Title :   Application of Convex Sampling to Optimization and Contingency Table Generation/Counting.

Descriptive Note : Doctoral thesis,

Corporate Author : CARNEGIE-MELLON UNIV PITTSBURGH PA SCHOOL OF COMPUTER SCIENCE

Personal Author(s) : Mount, John

PDF Url : ADA303004

Report Date : MAY 1995

Pagination or Media Count : 111

Abstract : The optimization problem of minimizing a linear objective function over a general convex body given only by a weak membership oracle is a central problem in convex optimization. Traditional methods require the (expensive) construction of separating relations (cuts) or gradient information (which is often expensive). We demonstrate how a sampling procedure can be used as the central routine in a randomized polynomial time algorithm for approximately minimizing a linear objective function over an up-monotone convex set presented by a membership oracle. The sampling procedure is a Markov chain that uses only local membership tests. We further demonstrate a direct application of this technique to an important stochastic optimization problem called 'component commonality.' A second application of the above sampling scheme is a statistical hypothesis testing procedure involving contingency tables. The test involves counting contingency tables (matrices of non-negative integers) obeying given row and column constraints which is known to be hard. Under fairly natural assumptions the Markov technique yields an effective procedure for approximating, to any desired accuracy, the necessary counts. We also develop a powerful exact counting scheme, for fixed dimension, and use it to validate the random technique.

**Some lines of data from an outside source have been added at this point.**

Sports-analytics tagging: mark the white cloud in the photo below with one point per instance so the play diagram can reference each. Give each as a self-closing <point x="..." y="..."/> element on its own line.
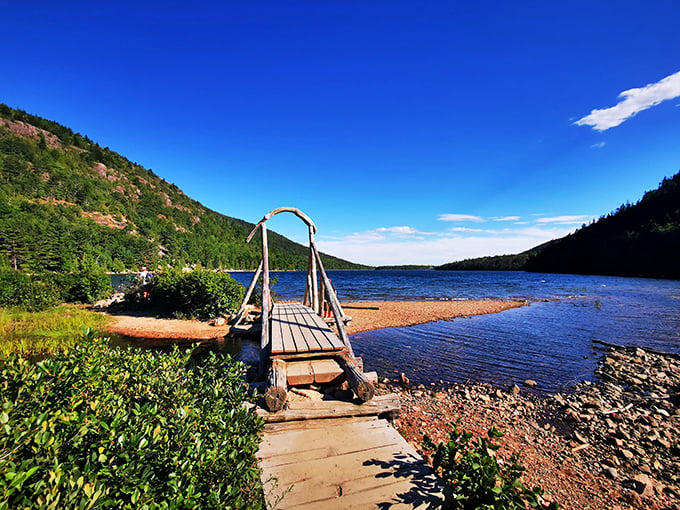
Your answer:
<point x="460" y="217"/>
<point x="398" y="230"/>
<point x="440" y="248"/>
<point x="506" y="218"/>
<point x="465" y="229"/>
<point x="633" y="101"/>
<point x="566" y="220"/>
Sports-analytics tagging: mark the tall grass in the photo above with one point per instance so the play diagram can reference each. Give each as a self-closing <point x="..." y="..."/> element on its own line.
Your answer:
<point x="53" y="330"/>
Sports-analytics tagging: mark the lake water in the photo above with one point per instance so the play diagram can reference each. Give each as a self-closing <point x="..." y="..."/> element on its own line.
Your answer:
<point x="553" y="340"/>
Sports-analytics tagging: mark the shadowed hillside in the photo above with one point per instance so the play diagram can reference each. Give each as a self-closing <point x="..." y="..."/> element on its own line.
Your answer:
<point x="635" y="240"/>
<point x="64" y="199"/>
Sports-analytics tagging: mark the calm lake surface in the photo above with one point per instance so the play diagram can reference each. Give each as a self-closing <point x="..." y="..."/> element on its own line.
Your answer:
<point x="550" y="341"/>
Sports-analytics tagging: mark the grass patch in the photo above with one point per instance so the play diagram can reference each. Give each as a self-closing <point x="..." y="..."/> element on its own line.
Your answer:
<point x="52" y="330"/>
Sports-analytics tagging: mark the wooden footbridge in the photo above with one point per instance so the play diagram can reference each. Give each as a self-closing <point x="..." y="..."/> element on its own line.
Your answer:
<point x="336" y="449"/>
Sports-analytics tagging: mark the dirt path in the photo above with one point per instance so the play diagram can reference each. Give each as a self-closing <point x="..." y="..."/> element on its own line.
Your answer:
<point x="365" y="316"/>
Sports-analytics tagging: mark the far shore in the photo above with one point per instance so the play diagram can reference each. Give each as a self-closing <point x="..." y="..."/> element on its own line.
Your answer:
<point x="366" y="315"/>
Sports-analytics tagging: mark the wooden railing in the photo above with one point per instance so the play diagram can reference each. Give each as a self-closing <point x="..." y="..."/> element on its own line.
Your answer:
<point x="318" y="288"/>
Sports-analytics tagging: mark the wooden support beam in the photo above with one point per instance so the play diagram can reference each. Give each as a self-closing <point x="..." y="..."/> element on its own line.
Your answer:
<point x="314" y="289"/>
<point x="333" y="301"/>
<point x="276" y="395"/>
<point x="361" y="386"/>
<point x="249" y="292"/>
<point x="265" y="344"/>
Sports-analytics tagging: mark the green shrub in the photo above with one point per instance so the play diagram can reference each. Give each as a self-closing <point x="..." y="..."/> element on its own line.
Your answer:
<point x="109" y="428"/>
<point x="86" y="285"/>
<point x="200" y="294"/>
<point x="478" y="480"/>
<point x="27" y="292"/>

Descriptors :   *OPTIMIZATION, *STOCHASTIC PROCESSES, *COUNTING METHODS, *STATISTICAL SAMPLES, TEST AND EVALUATION, ALGORITHMS, EMERGENCIES, SIZES(DIMENSIONS), RANDOM VARIABLES, ACCURACY, PROBLEM SOLVING, TIME, POLYNOMIALS, SAMPLING, TABLES(DATA), HYPOTHESES, MARKOV PROCESSES, GRADIENTS, COMMONALITY, CONVEX BODIES.

Subject Categories : Statistics and Probability

Distribution Statement : APPROVED FOR PUBLIC RELEASE